Write to Delta

`SparkDeltaDestination`

Bases: DestinationInterface

The Spark Delta Destination is used to write data to a Delta table.

Examples

#Delta Destination for Streaming Queries

from rtdip_sdk.pipelines.destinations import SparkDeltaDestination

delta_destination = SparkDeltaDestination(
    data=df,
    options={
        "checkpointLocation": "/{CHECKPOINT-LOCATION}/"
    },
    destination="DELTA-TABLE-PATH",
    mode="append",
    trigger="10 seconds",
    query_name="DeltaDestination",
    query_wait_interval=None
)

delta_destination.write_stream()

#Delta Destination for Batch Queries

from rtdip_sdk.pipelines.destinations import SparkDeltaDestination

delta_destination = SparkDeltaDestination(
    data=df,
    options={
        "overwriteSchema": True
    },
    destination="DELTA-TABLE-PATH",
    mode="append",
    trigger="10 seconds",
    query_name="DeltaDestination",
    query_wait_interval=None
)

delta_destination.write_batch()

Parameters:

Name	Type	Description	Default
`data`	`DataFrame`	Dataframe to be written to Delta	required
`options`	`dict`	Options that can be specified for a Delta Table write operation (See Attributes table below). Further information on the options is available for batch and streaming.	required
`destination`	`str`	Either the name of the Hive Metastore or Unity Catalog Delta Table or the path to the Delta table	required
`mode`	`optional str`	Method of writing to Delta Table - append/overwrite (batch), append/update/complete (stream).
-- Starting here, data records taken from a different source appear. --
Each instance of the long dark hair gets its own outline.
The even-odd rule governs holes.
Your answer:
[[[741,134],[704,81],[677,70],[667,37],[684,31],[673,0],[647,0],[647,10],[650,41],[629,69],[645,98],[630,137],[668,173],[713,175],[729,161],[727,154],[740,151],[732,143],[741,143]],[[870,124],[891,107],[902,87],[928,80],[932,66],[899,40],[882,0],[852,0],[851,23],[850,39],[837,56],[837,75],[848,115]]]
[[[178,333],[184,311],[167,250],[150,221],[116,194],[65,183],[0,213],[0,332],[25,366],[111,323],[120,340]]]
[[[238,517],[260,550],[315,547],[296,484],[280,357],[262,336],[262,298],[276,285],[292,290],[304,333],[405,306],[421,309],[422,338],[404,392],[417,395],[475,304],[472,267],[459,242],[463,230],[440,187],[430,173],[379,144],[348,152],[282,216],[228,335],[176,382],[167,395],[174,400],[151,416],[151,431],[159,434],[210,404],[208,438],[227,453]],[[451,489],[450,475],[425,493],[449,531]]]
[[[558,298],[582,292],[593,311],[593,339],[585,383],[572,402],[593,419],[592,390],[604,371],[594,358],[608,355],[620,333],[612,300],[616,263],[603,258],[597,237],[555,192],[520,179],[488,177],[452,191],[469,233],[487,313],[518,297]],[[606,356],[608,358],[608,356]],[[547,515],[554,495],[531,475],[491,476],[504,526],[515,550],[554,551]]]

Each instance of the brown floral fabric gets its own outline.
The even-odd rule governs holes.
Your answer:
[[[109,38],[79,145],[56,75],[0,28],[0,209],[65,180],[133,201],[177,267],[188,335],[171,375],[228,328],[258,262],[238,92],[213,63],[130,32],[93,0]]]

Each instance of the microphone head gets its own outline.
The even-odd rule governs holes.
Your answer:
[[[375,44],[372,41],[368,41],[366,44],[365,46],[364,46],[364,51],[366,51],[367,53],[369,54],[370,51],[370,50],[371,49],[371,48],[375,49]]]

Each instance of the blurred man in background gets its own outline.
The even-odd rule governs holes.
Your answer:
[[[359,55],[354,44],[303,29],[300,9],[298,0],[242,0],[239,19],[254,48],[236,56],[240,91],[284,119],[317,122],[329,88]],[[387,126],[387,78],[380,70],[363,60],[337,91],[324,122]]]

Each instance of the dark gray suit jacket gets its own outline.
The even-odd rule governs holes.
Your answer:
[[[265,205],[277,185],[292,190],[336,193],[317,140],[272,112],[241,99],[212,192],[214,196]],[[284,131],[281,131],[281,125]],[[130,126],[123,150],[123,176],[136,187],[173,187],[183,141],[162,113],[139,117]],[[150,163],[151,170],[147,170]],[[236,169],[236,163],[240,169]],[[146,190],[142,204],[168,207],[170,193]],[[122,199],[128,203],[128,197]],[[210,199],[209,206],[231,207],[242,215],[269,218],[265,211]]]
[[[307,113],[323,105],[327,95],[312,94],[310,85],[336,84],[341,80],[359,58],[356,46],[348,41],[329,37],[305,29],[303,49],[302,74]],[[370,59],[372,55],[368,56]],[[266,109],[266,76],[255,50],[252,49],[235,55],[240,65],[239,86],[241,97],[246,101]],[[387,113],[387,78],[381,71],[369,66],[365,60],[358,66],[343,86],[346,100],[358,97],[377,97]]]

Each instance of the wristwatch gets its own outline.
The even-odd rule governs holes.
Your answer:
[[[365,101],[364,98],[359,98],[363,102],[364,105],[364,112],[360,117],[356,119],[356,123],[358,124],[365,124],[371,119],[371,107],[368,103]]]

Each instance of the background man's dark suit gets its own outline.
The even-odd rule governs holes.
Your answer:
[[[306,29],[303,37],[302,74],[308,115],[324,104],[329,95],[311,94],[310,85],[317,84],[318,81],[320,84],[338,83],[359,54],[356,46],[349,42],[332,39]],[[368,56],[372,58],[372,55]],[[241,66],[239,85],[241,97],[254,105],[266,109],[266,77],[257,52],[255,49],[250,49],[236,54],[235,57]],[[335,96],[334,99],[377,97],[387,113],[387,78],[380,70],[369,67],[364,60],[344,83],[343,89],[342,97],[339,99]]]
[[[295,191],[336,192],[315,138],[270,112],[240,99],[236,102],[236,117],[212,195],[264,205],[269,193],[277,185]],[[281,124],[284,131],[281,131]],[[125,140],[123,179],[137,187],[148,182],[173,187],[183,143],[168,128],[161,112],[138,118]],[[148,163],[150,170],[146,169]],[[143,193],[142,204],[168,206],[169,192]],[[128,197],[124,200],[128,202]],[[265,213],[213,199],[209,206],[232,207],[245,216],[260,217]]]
Default is append	`'append'`
`trigger`	`optional str`	Frequency of the write operation. Specify "availableNow" to execute a trigger once, otherwise specify a time period such as "30 seconds", "5 minutes". Set to "0 seconds" if you do not want to use a trigger. (stream) Default is 10 seconds	`'10 seconds'`
`query_name`	`optional str`	Unique name for the query in associated SparkSession. (stream) Default is DeltaDestination	`'DeltaDestination'`
`query_wait_interval`	`optional int`	If set, waits for the streaming query to complete before returning. (stream) Default is None	`None`

Attributes:

Name	Type	Description
`checkpointLocation`	`str`	Path to checkpoint files. (Streaming)
`txnAppId`	`str`	A unique string that you can pass on each DataFrame write. (Batch & Streaming)
`txnVersion`	`str`	A monotonically increasing number that acts as transaction version. (Batch & Streaming)
`maxRecordsPerFile`	`int str`	Specify the maximum number of records to write to a single file for a Delta Lake table. (Batch)
`replaceWhere`	`str`	Condition(s) for overwriting. (Batch)
`partitionOverwriteMode`	`str`	When set to dynamic, overwrites all existing data in each logical partition for which the write will commit new data. Default is static. (Batch)
`overwriteSchema`	`bool str`	If True, overwrites the schema as well as the table data. (Batch)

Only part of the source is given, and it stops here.